On Fri, Jul 2, 2021 at 3:02 AM Shawn Lin <shawn.lin@xxxxxxxxxxxxxx> wrote:
On 2021/6/30 20:20, Arnd Bergmann wrote:
From: Arnd Bergmann <arnd@xxxxxxxx>
Jernej Skrabec reported a problem with the cw1200 driver failing on
arm64 systems with CONFIG_VMAP_STACK=y.
The driver in this case passes a pointer to a stack variable (in vmalloc
space) into the sdio layer, which gets translated into an invalid DMA
address.
Even without CONFIG_VMAP_STACK, the driver is still unreliable, as
cache invalidations on the DMA buffer may cause random data corruption
in adjacent stack slots.
This could be worked around in the SDIO core, but in the discussion we
decided that passing a stack variable into SDIO should always be considered
a bug, as it is for USB drivers.
Change the sdio core to produce a one-time warning for any on-stack
(both with and without CONFIG_VMAP_STACK) as well as any vmalloc
or module-local address that would have the same translation problem.

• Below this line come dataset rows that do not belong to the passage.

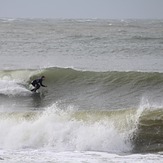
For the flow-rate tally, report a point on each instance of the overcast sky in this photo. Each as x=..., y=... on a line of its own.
x=106, y=9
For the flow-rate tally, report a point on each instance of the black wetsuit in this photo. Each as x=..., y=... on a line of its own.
x=37, y=83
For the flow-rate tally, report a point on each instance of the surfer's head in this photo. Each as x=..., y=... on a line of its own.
x=42, y=77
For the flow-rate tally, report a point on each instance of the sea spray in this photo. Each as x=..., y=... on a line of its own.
x=60, y=130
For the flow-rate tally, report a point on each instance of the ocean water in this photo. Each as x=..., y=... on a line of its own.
x=104, y=100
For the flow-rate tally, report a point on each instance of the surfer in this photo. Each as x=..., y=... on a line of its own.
x=37, y=83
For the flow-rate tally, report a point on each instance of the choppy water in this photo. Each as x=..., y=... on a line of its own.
x=104, y=97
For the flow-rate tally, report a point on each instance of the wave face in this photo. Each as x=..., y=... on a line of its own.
x=87, y=89
x=82, y=110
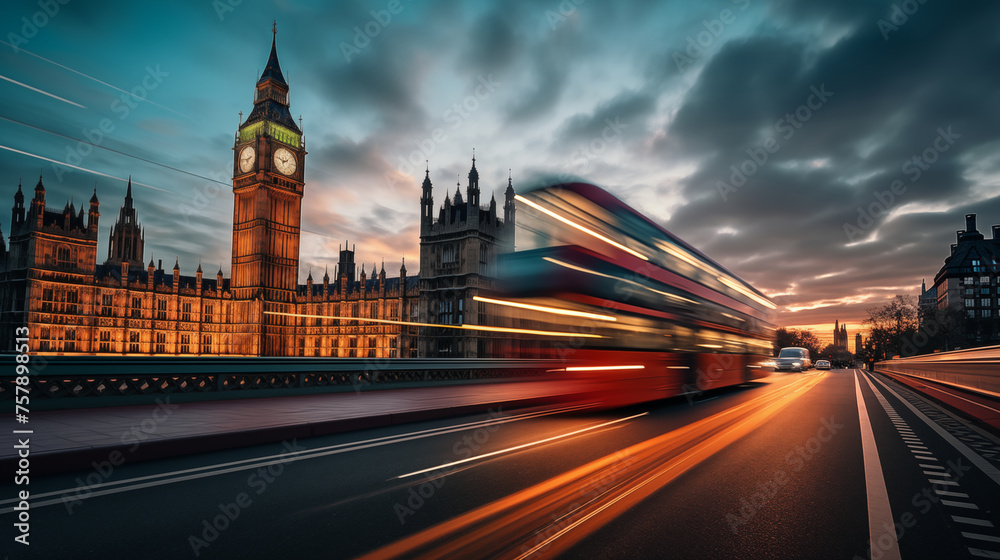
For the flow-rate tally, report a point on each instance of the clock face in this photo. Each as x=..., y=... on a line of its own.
x=247, y=158
x=284, y=160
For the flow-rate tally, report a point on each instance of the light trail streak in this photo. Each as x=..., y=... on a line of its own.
x=584, y=229
x=439, y=325
x=53, y=96
x=522, y=446
x=103, y=83
x=545, y=309
x=507, y=526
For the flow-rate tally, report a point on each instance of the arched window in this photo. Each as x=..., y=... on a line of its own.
x=449, y=254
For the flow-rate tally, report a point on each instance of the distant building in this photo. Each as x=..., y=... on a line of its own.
x=458, y=256
x=840, y=335
x=968, y=283
x=50, y=280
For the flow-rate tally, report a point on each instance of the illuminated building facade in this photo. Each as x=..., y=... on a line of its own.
x=50, y=280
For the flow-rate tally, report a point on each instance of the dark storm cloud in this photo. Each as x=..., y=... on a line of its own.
x=491, y=44
x=892, y=101
x=551, y=60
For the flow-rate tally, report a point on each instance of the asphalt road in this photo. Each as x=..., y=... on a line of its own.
x=791, y=466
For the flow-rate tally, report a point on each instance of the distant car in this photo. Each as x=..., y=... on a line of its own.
x=792, y=359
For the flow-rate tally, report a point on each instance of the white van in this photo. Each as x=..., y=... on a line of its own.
x=792, y=359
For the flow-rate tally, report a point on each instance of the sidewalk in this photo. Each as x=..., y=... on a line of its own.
x=66, y=440
x=975, y=407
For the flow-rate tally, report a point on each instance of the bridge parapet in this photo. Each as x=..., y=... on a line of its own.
x=976, y=369
x=73, y=382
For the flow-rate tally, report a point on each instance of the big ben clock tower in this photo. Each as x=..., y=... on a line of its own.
x=268, y=180
x=267, y=184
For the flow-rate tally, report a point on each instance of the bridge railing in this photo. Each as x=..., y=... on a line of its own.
x=92, y=380
x=975, y=369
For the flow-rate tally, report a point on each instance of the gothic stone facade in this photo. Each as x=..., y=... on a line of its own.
x=51, y=282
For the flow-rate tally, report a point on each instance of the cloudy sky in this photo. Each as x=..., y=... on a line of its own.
x=824, y=151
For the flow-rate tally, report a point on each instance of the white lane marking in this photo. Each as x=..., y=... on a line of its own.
x=879, y=511
x=950, y=493
x=979, y=537
x=103, y=489
x=965, y=505
x=972, y=521
x=519, y=447
x=971, y=455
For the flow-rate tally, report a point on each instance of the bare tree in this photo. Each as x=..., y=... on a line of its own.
x=892, y=326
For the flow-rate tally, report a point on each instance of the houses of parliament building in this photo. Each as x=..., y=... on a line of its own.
x=51, y=281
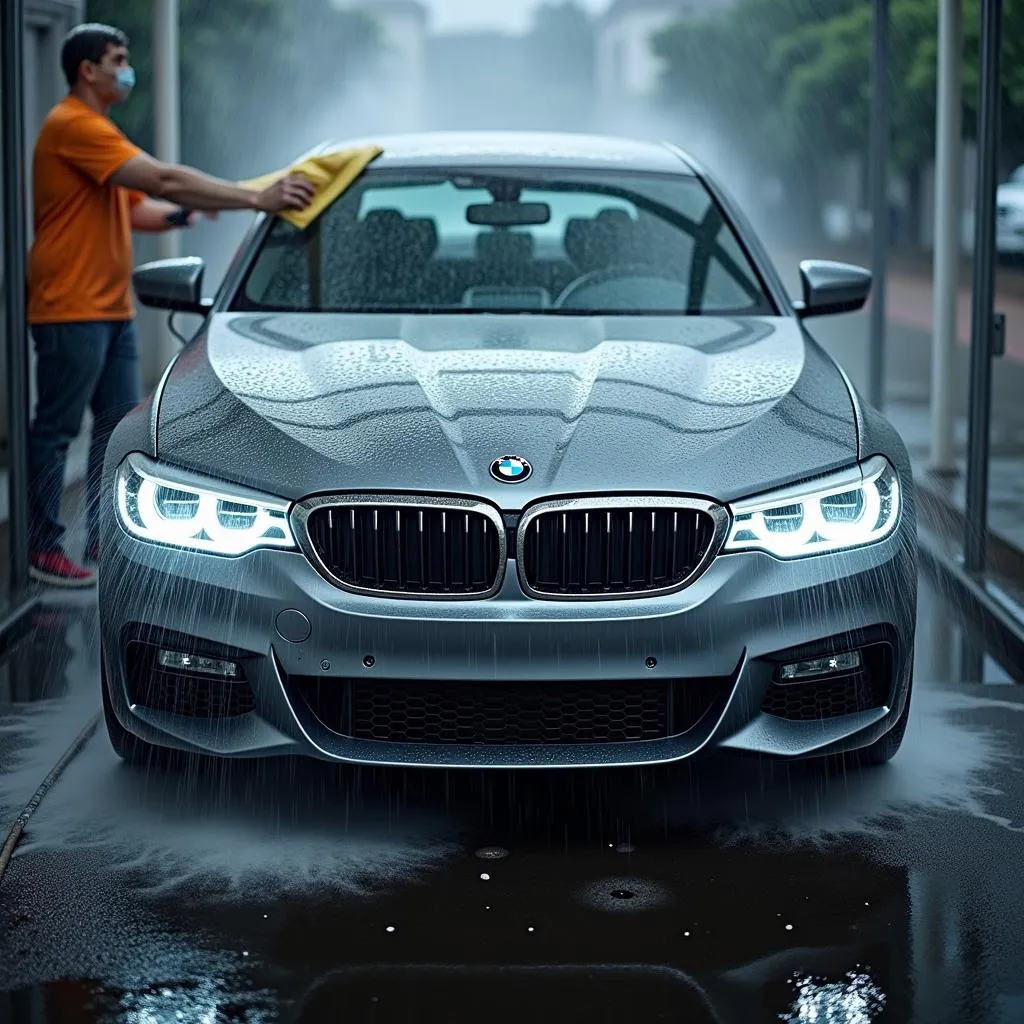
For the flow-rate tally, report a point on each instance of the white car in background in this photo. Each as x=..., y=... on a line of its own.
x=1010, y=216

This was the previous comment about the same topic.
Should we check for mmc_io_rw_direct?
https://www.spinics.net/lists/linux-mmc/msg41794.html
Hi Shawn,
thank you for remembering that previous discussion, that is a
good question. Looking at the code though, I don't actually
see any part of mmc_io_rw_direct() doing DMA on a caller-provided
buffer. The only thing I see in the code is a 'u8 *out' argument, but
that is just a pointer to a single byte that is set by this function.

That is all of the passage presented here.